Throughout most of my life there has been a sense that Baptist
preachers were trying to make me (and others) feel guilty about
evangelism — or the lack thereof. To a large degree, they have
succeeded.
The primary approach is to roll out
impressive success stories— about themselves or others — and to
ask why the rest of us can’t do the same. At the Southern Baptist
Convention meeting this summer, Jerry Vines scolded the faithful
for being less than enthusiastically evangelistic and Bobby Welch
compared aggressive witnesses like himself to “huntin’ dogs” as
opposed to “lap dogs.”
I’m sure many who listened to these former
SBC presidents and mega-church pastors returned to their smaller
pulpits the next Sunday and scolded their own flocks — using
similar stories and scriptures — to pass the guilt around more
broadly.
If you have attended many Baptist
denominational meetings — especially the famous preach-offs
commonly deemed as evangelism conferences — you know the feeling.
Have you ever wondered how big-time Christian
preachers seem to have never sat on an airplane by an equally
fervent Christian, a hardened pagan, an unwavering devotee of
another faith or simply someone who would rather sleep than talk
to a preacher? Nope, it’s always a willing convert — just in time
for the evening sermon.
When the scolding is fully dispensed it is
usually followed by new techniques or methodologies guaranteed to
bring in lost sheep. Sign up for the course, buy the book,
practice the sales pitch and you’ll succeed.
In some ways the Christian faith is different
than some others in that disciples are called to both personal
growth and to share their story with others. The gospel is most
simply “good news” — and anyone who hears good news is compelled
to share it.
Personality has a lot to do with how people
do or do not share their faith — and how easily they accept guilt
about it. Talking with strangers or addressing such deeply
personal concerns come easier for some than others.
For some Christians, words are not seen as
the best method of faith sharing. They prefer to let their actions
make a clearer statement. Any condemnation of such will have to
come from the big-time preachers, not me.

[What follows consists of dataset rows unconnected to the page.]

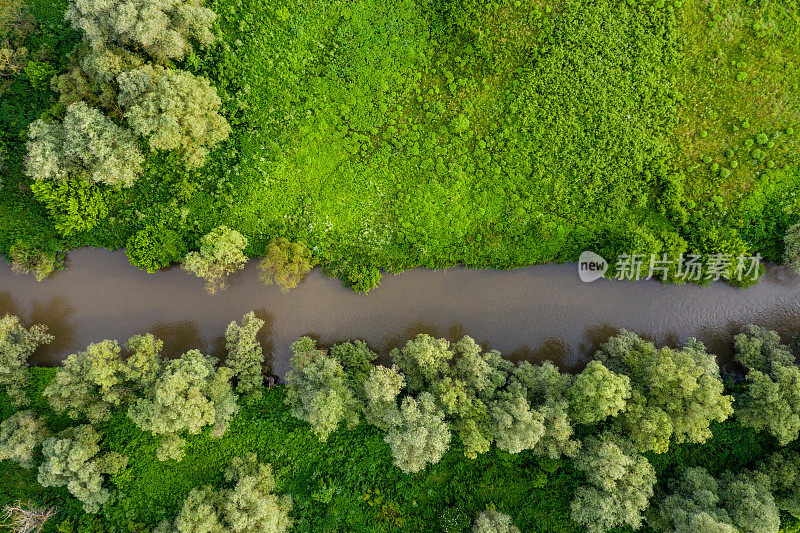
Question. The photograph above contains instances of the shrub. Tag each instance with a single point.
(188, 394)
(174, 110)
(418, 434)
(493, 521)
(29, 259)
(620, 484)
(17, 344)
(20, 435)
(86, 145)
(155, 247)
(249, 506)
(317, 391)
(245, 356)
(73, 459)
(220, 255)
(791, 245)
(74, 205)
(162, 28)
(285, 264)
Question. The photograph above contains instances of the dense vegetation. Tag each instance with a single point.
(447, 438)
(387, 135)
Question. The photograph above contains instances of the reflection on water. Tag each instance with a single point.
(534, 314)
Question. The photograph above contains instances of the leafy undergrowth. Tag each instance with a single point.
(493, 134)
(348, 483)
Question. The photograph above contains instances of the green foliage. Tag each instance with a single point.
(317, 390)
(493, 521)
(92, 382)
(418, 434)
(155, 247)
(620, 485)
(245, 355)
(285, 264)
(86, 146)
(174, 110)
(676, 394)
(220, 255)
(20, 435)
(188, 394)
(17, 344)
(27, 258)
(73, 459)
(163, 28)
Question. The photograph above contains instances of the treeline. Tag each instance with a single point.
(633, 403)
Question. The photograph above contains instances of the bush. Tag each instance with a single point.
(220, 255)
(285, 264)
(17, 344)
(155, 247)
(73, 459)
(20, 435)
(162, 28)
(86, 145)
(29, 259)
(174, 110)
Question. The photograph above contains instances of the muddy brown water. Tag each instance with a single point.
(537, 313)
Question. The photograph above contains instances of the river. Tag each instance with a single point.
(536, 313)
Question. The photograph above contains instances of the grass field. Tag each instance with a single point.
(491, 134)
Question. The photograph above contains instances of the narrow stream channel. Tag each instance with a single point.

Many of us give great attention to the
careful passing along of faith to our children and grandchildren,
yet avoid what feels like an intrusion into the lives of other
families. And the growing pluralism around us makes the challenge
even greater.
For the past decade, Hanna Rosin has been
covering religion for the Washington Post. In a recent
article at alternet.org, she explained that evangelical Christians
were “unfailingly gracious” but not good at respecting boundaries.
“The first time someone tried to share the
gospel with me, I naively explained that I was Jewish and born in
Israel, thank you, thinking this would end the conversation,” she
wrote. “This was a big mistake. In certain parts of Christian
America, admitting I was an Israeli-born Jew turned me into
walking catnip. Because God’s own chosen people had so
conspicuously rejected Jesus, winning one over was an irresistible
challenge.”
She added that the glamour the Holy Land
holds for many Christians just added to the allure. And she was
stunned that “preachers told me they love me, half an hour after
we met.”
My track record does not give me a strong
position on which to stand as an expert on evangelism. I only
sense that mutually respectful, trusting relationships reveal
faith more clearly than rote sayings or well-rehearsed strategies.
It takes awhile to shed years of guilt over
being responsible not only for one’s own spiritual condition, but
also the eternal course of those with whom we have even the most
casual daily contact. But surely the call to help deliver the good
news can be fulfilled in honest ways that see others as equally
valued children of God with their own identities, successes,
struggles and traditions — not as targets in our sights.